The currently vacant property does not satisfy the requirement of section 462 that it be “actually used” by the officiating clergyman as his or her residence. Likewise, it cannot be said to satisfy the requirement of section 420-a(1)(a) of the RPTL that it be “used exclusively” for the church’s exempt purposes. To determine taxable status, however, yet another provision of section 420-a must also be considered.

Subdivision three of section 420-a provides in part that property owned by a qualifying nonprofit organization (e.g., church) from which no revenue is derived may still receive exemption if it is not in actual use by reason of the absence of suitable buildings if the construction of such buildings is underway “or is in good faith contemplated” by the organization. Recently, the Court of Appeals discussed this provision, noting that: “To demonstrate that the improvements are ‘in good faith contemplated’ within the meaning of section 420-a, the applicant seeking an exemption must have ‘concrete and definite plans for utilizing and adopting the property for exempt purposes within the reasonably foreseeable future [citations omitted]’”  (Matter of Legion of Christ v.
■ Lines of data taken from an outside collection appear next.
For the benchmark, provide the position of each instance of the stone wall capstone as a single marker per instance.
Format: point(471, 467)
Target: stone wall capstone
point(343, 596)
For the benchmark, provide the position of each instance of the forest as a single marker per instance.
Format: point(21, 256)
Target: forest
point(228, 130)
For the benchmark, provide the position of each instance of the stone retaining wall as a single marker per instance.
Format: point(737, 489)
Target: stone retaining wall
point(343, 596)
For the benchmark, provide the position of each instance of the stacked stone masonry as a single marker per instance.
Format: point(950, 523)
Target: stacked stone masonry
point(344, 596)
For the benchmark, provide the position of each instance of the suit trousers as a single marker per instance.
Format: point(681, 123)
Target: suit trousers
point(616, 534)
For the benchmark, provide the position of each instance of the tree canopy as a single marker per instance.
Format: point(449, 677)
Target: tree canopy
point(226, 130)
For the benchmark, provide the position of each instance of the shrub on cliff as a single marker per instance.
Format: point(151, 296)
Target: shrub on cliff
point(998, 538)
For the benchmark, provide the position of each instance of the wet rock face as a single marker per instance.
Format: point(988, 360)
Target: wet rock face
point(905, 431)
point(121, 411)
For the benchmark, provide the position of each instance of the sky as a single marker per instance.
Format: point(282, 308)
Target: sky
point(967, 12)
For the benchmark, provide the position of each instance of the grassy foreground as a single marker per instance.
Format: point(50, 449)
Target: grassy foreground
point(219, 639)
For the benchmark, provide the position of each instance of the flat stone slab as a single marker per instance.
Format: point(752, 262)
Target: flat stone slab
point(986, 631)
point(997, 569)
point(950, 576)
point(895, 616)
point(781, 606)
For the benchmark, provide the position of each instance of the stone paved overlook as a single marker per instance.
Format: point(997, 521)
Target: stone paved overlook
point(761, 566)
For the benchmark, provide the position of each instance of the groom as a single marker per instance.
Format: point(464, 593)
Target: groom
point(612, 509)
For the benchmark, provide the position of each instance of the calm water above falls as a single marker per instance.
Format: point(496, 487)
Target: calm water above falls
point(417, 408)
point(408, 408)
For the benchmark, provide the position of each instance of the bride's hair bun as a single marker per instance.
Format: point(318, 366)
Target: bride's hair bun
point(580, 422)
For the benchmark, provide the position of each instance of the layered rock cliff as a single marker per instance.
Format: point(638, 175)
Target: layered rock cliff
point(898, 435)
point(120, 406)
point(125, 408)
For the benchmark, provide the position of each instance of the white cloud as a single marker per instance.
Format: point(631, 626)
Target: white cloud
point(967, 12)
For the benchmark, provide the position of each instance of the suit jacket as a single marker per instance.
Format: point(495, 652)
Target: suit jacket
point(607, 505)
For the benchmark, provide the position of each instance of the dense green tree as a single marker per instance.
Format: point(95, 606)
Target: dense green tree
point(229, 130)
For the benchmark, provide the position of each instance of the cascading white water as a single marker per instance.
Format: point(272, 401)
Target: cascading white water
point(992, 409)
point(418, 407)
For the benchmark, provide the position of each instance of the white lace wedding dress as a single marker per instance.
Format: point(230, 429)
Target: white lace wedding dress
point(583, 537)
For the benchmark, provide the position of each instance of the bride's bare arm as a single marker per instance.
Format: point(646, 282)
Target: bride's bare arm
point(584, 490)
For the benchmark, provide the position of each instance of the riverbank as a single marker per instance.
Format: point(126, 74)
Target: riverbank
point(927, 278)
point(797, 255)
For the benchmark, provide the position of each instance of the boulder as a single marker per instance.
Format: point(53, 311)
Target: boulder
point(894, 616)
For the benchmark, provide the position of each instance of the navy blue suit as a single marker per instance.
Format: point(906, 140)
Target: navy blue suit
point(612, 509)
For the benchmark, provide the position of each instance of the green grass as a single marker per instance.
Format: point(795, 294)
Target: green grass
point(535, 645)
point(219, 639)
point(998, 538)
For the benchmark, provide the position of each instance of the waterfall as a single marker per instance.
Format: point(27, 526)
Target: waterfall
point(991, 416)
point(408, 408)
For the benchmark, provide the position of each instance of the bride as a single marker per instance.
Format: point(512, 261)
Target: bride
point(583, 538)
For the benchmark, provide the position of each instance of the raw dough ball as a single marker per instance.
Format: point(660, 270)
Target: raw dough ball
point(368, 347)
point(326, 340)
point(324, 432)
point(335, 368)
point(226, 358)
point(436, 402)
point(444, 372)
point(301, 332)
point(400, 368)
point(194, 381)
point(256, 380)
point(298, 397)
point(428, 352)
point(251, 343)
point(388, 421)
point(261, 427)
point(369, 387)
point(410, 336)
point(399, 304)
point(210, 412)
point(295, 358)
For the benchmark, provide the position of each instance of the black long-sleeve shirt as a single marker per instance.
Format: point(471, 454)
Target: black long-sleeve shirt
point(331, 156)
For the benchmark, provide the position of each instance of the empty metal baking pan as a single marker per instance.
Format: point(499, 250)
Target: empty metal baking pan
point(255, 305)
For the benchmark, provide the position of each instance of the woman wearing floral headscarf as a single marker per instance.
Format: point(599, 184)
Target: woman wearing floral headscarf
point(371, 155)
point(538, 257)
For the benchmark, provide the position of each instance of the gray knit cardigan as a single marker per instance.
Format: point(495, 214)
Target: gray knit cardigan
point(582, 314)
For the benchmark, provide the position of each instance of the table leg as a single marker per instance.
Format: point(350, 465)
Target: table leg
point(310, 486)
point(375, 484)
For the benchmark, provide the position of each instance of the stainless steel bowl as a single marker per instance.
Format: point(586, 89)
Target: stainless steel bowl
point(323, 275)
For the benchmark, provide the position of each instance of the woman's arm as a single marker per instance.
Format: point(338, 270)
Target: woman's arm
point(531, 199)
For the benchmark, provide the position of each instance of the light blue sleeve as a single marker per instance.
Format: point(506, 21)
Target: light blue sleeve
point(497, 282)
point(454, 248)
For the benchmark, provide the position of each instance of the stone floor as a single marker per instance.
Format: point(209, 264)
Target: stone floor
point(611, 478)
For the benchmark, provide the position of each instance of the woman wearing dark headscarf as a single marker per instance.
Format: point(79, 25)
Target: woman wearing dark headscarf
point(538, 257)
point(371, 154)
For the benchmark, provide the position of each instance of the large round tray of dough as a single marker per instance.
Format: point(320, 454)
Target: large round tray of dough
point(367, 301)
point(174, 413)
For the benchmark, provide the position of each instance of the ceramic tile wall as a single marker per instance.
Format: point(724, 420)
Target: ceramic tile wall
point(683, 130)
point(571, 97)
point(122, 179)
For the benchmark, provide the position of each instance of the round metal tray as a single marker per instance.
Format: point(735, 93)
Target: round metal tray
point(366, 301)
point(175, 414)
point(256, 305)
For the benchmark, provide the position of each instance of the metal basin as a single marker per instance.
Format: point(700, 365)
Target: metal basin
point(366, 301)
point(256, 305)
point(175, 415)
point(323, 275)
Town of Mount Pleasant, 1 N.Y.3d 406, 411, 806 N.E.2d 973, 976, 774 N.Y.S.2d 860, 863 (2004)). Later in that opinion, the Court said:

[E]ach taxable year is distinct and separate for purposes of RPTL 420-a(3)(a) exemption eligibility. With each application for renewal, the boundaries of good faith take on new dimensions. As years pass, the taxpayer may reasonably be required to show some concrete act toward developing or otherwise improving the property to carry out the tax exempt purpose. Property must not be allowed to lie idle indefinitely at the expense of the localities and its citizens. This “landbanking” has the effect of diminishing the tax base of a locality and increasing the tax burden for schools and other municipal operations (1 N.Y.3d at 412-13, 806 N.E.2d at 977, 774 N.Y.S.2d at 864).

While it is true that sections 420-a and 462 are separate statutes (see, 10 Op.Counsel SBRPS No. 38) and section 462 does not itself include a good faith contemplated use provision, the question is whether the courts would apply section 420-a’s “good faith” test to a church-owned parcel, like the one in issue, which, once rehabilitated, is intended to be used for purposes that would qualify it for exemption under section 462 (as opposed to § 420-a). The Court of Appeals has noted that section 462 begins with the phrase “In addition to the exemption provided in section [420-a of the RPTL],” but said the “phrase appears to have been included for no other purpose than to call attention to the parallel provisions in the two statutes; nothing in the wording, read with the meaning ordinarily assigned such terms, suggests any dependence of one statute on the other” (Congregation Kollel Horabonim, Inc. Williams, 48 N.Y.2d 301, 307, 398 N.E.2d 515, 517, 422 N.Y.S.2d 909, 911 (1979)). The question is whether this “parallelism” would prompt a court to apply the section 420-a(3) test to property that, once used, would qualify for exemption under section 462.

Given the tenor of the appellate decisions regarding the nonprofit organizations exemptions over the past 25 years, we believe that the courts would likely read the “good faith contemplated use” provision of section 420-a as being applicable as well to property to be used for section 462 purposes. The property would therefore qualify for exemption (per § 420-a(3)), while it is being rehabilitated, and (per § 462), once the new clergyman enters into residency. {1}  With any parcel granted exemption based on its good faith contemplated use, as the Court of Appeals noted in Legion of Christ, (supra), the assessor should closely monitor the progress of this improvement toward its eventual use as the residence of the church’s officiating clergyman.

March 15, 2004

{1}  We recognize that this presents a seeming anomaly. In addition to providing an exemption from “taxation,” section 420-a also provides an exemption from most special district charges; section 462’s scope does not extend to special district charges (5 Op.Counsel SBEA No. 122). Therefore, property being rehabilitated for eventual use as the officiating clergyman’s residence will receive a greater exemption benefit while it is under construction than it will once it is completed.